Ricoeur argues that the symbols of myths require something more than the theories of Freud if their existential implication is to be revealed and understood. Ricoeur locates consciousness in the practical sphere of our activities and begins a quarrel with Kant over what is required in this task of becoming conscious which is set for man as part of the answer to the question “What is a man?” Ricoeur is thinking about the philosophy of Kant when he says:

“reflection is not so much a justification of science and duty as a reappropriation of our effort to exist: epistemology is only part of that broader task: we have to recover the act of existing, the positing of self in all the density of its works” (Freud and Philosophy p45).

For Plato, the work of living in a city-state and the duty and responsibility of doing the right thing at the right time in the right way is the fundamental work that a citizen must engage in on pain of suffering discontentment with the very condition of his existence. This work is fundamental because the city-state is the arena for all the forms that are reproduced through man’s work and desire: children, artifacts, truth, the good, and justice. Both terms: “work” and “desire” are important components of Ricoeur’s definition of Reflection which is :

“the appropriation of our effort to exist and desire to be through the works which best witness to this effort and desire”(Freud and Philosophy p 46)

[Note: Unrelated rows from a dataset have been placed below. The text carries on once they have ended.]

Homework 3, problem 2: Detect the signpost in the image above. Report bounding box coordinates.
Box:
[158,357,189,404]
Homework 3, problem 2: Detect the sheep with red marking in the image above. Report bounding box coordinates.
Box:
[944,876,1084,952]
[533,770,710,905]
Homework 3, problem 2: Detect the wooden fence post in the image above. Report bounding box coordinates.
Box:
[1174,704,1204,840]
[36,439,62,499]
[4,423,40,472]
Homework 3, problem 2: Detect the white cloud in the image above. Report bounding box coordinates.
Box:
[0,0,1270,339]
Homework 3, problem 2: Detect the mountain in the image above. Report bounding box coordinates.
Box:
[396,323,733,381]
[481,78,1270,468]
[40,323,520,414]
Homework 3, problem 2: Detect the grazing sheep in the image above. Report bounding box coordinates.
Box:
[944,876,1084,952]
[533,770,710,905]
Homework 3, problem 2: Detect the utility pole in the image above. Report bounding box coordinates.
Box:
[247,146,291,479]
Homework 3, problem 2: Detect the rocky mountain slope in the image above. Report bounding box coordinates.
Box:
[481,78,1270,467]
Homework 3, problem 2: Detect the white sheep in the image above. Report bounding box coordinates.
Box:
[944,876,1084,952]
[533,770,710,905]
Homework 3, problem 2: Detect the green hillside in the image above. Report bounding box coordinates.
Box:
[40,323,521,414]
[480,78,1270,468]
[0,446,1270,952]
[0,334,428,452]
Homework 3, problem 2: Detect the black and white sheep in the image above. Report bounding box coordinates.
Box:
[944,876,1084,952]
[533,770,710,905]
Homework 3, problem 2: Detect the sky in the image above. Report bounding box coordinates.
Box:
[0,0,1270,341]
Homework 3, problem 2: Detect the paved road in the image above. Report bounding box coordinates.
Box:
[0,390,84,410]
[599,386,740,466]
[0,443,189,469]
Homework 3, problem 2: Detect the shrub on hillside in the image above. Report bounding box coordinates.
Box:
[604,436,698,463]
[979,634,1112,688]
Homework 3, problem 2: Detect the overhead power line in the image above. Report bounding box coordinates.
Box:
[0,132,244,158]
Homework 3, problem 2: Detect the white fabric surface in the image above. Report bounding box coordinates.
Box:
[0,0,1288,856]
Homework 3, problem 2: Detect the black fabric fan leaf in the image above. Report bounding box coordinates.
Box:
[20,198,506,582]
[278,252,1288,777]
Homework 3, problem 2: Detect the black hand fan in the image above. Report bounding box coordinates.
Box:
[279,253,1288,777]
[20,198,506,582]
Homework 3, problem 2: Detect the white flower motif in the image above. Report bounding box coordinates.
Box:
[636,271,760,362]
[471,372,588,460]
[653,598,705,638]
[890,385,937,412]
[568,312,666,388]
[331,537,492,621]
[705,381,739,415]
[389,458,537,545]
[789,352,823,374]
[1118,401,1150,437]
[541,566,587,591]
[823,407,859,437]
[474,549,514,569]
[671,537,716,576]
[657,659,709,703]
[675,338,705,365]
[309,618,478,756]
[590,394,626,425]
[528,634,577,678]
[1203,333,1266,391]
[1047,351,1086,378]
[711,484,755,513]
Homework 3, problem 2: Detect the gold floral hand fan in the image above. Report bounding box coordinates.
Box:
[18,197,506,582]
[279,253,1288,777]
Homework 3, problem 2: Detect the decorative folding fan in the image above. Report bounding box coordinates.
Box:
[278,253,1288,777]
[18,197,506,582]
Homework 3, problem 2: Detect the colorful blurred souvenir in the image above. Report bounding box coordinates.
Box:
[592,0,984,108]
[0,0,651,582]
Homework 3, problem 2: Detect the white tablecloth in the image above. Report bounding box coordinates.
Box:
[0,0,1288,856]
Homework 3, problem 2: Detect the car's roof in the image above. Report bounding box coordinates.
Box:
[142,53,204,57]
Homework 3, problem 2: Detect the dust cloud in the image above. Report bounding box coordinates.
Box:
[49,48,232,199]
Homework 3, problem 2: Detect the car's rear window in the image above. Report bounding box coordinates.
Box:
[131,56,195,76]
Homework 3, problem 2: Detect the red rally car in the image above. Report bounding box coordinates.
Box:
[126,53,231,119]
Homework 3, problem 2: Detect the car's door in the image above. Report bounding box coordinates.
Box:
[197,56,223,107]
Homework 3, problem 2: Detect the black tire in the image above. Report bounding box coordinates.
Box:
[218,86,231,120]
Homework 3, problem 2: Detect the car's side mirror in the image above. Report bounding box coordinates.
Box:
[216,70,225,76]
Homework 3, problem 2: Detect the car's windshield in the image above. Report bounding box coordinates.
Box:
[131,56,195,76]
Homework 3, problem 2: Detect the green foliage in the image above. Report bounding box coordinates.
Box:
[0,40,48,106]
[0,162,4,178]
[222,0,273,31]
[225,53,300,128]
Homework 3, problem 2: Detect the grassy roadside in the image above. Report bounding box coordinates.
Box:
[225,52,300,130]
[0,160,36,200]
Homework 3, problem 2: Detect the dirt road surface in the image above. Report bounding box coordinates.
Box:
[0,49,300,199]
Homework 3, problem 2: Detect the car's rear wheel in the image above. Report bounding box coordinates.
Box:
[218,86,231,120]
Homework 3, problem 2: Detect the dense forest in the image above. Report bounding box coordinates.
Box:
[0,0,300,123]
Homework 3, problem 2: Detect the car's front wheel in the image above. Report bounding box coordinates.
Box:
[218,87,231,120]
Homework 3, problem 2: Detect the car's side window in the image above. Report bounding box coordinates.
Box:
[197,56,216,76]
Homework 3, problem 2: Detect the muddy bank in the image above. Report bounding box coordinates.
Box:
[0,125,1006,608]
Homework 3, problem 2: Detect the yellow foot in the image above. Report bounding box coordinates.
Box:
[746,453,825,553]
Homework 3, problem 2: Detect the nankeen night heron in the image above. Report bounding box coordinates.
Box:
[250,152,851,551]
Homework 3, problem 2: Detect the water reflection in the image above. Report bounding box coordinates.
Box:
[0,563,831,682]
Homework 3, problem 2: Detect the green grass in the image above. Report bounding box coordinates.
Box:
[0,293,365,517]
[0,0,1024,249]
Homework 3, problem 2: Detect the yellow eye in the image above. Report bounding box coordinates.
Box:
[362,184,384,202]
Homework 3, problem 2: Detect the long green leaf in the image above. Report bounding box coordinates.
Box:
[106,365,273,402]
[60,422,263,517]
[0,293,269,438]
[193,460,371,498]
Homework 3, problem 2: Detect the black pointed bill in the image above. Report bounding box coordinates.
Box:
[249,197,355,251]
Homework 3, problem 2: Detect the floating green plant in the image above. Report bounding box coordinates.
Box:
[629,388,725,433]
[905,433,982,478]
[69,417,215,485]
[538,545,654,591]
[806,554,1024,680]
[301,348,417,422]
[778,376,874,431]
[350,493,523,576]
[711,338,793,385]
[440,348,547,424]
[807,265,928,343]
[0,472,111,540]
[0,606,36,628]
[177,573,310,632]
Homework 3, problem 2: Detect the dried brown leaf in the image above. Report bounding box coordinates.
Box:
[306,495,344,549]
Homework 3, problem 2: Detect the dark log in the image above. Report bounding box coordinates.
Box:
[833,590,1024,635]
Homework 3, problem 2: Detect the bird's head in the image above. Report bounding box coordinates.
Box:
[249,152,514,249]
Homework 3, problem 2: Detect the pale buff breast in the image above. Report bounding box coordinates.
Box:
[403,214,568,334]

There is in Ricoeur’s accusation of Kant a suspicion that Kant is responding epistemologically to both the empiricists and Descartes when he offers his reflections on the question “What is a man? Ricoeur appears here to be basing his claim upon the three critiques and not on the works on politics, history and religion that Kant has also written. Ricoeur’s claims certainly seem to be appropriate to the Cartesian project where the argument is solely epistemological and theoretical: I know that I think. Ricoeur comments upon this project in the following way:

“But this first reference of reflection to the positing of the self, as existing and thinking, does not sufficiently characterize reflection. In particular, we do not understand why reflection requires a work of deciphering, ad exegesis and a science of exegesis or hermeneutics, and still less why this deciphering must be either a psychoanalysis or a phenomenology of the sacred. This point cannot be understood as long as reflection is seen as a return to the so-called evidence of immediate consciousness. We have to introduce the second trait of reflection, which may be stated thus: reflection is not intuition, or, in positive terms, reflection is the effort to recapture the Ego of the Ego Cogito in the mirror of its objects, its works, its acts. But why must the positing of the Ego be recaptured through its acts? Precisely because it is given neither in a psychological evidence, nor in an intellectual intuition, nor in a mystical vision. The first truth—I am, I think—remains as abstract and as empty as it is invincible: it has to be “mediated” by ideas, actions, works, institutions and monuments that objectify it.”(Freud and Philosophy, p43)

Kant stands on the other side of the divide between the will and the “objects” of the will. His claim is metaphysical and man in his philosophy is revealed by reflection not just upon the epistemological question “What can I know?” but on all 4 questions which embrace not just metaphysics but ethics and political Philosophy as well. Being, as Aristotle maintained is revealed in language in many ways.